Phillip Temples, systems administrator in the computer science department and captain of The Comeback Kids, has occasionally paced the hallway of his condominium building in the evening to reach his daily goal. Megan Barry, assistant director of undergraduate programs in the biology department and leader of Frameshifters (which refers to a type of genetic mutation), says the need to walk her dog has been helpful.
Participants climb the stairs to their campus offices (Simonelli also takes the stairs to her clinical work on the 14th floor of MGH in Boston). They join charity walks. They’ll park at a distance from their intended destination. And they’ll hand-deliver documents on campus rather than use interoffice mail.
Other WAC participants choose to circle the concourses of Conte Forum (300 steps per circuit) and Alumni Stadium (500). On a raw day in early April, pods of walkers strode briskly in both directions around Conte, occasionally trading barbs with other groups but mostly “discussing work and solving the world’s problems,” in the words of one walker.
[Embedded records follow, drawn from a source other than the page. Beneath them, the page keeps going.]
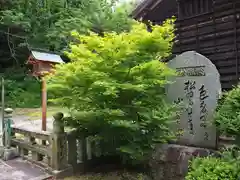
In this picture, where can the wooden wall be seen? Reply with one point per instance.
(212, 28)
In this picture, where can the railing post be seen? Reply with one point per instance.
(7, 152)
(59, 160)
(7, 127)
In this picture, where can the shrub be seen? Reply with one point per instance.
(115, 88)
(227, 116)
(211, 168)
Associate professor of economics Harold Petersen, who retired this spring after 56 years at Boston College, was a member of Infinite Loop, a team based in the economics department (feedback loops—e.g., success feeds success—are common in economics parlance). On average, Petersen recalls, he covered eight to nine miles a day, three of them by commuting on foot from his Brookline home. He was never much of a competitive athlete, Petersen says, but found that the Fitbit creates a “contest with myself.” In mid-May, he reported that his goal was to finish in the top 30 overall for the spring (he ended up 28th), adding with a smile, “if they had an age category”—he was 82 at the time—”I think I’d be first.” Asked what an economist would make of WAC, Petersen replied that economists maintain “we get satisfaction from goods purchased through the marketplace, for which we need money. To spend time on something that doesn’t bring money or its equivalence in goods would be irrational.” He concluded: “So much for the economist’s model.”
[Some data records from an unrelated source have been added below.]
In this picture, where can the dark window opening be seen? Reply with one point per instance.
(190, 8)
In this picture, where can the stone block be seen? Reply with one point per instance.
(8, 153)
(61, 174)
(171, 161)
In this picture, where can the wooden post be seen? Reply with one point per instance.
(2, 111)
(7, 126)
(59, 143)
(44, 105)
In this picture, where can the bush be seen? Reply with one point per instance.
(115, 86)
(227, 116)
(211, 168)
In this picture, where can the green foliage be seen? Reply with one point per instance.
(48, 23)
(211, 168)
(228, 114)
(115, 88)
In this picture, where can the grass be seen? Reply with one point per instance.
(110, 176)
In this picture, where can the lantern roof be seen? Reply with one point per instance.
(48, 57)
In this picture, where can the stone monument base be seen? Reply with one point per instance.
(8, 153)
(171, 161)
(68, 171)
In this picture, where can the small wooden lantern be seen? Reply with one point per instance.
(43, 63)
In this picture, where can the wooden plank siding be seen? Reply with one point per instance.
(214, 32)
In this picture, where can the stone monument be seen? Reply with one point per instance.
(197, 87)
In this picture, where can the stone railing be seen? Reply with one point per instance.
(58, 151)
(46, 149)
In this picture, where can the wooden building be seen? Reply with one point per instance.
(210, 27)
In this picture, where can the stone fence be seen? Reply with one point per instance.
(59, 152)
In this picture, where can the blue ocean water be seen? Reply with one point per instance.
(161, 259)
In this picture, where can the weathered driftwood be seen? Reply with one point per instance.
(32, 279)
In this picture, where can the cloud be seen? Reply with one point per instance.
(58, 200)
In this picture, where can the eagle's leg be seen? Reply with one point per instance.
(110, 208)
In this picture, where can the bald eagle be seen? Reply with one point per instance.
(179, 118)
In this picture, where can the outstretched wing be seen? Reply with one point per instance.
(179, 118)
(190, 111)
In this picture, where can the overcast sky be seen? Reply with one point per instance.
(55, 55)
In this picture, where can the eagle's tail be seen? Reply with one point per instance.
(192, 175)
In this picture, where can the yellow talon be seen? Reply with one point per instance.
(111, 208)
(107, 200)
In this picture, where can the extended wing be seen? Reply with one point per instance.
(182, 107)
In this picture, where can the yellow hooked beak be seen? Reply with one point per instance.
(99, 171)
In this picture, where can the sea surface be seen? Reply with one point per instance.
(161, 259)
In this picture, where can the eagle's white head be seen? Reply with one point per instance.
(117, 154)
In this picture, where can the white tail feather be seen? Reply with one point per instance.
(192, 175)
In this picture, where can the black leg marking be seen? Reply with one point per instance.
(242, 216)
From the University’s perspective, says Jack Burke (of the Fitbit Misfits), the economic value of the program is “extremely difficult to pin down.” Benefits director in the human resources division, Burke believes the program “establishes in people’s minds the importance of exercise; and that has to have some positive effect over time.”
Bruce Dixon, an energy management specialist in the Office of Facilities Management (Black and Gold, a nod to the Bruins), says the program improved his sleep and helped him lose weight. He added that “It got me outside more. . . . I was paying attention to architecture and plants that I’d never seen before.”
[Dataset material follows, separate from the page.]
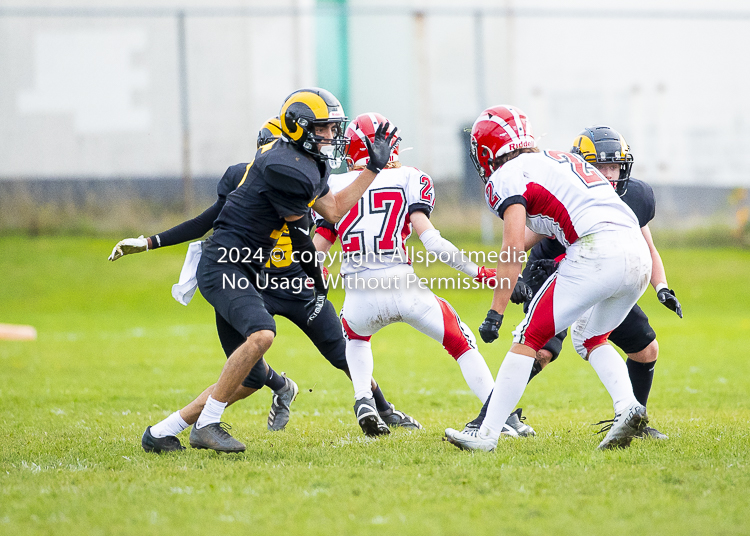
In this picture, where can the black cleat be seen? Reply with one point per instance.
(369, 419)
(215, 436)
(160, 444)
(398, 419)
Academic technologist at the Center for Teaching Excellence Scott Kinder and members of the CTExcel team had a lunchtime loop that took them from their offices in the O’Neill Library through neighborhood streets and into the Houghton Garden, a public woodland. Kinder is not a fan of circling Conte or the Reservoir; “I need a destination,” he says. On a day in mid-May as he wound through the network of paths, rhododendrons were beginning to bloom, the buds swelled on clumps of iris at the edge of a vernal pool, and a cardinal trilled. Kinder described the route as “more meditation than exercise.” By the time he returned to his office, he had logged 5,500 steps.
The spring Walk Across Campus concluded on June 3. On average, participants logged 512,995 steps per person for the two months. That’s 8,549 per day, slightly less than five miles—or 56,429,421 steps in total, enough to carry someone around the Earth more than 10 times, or to the moon and beyond.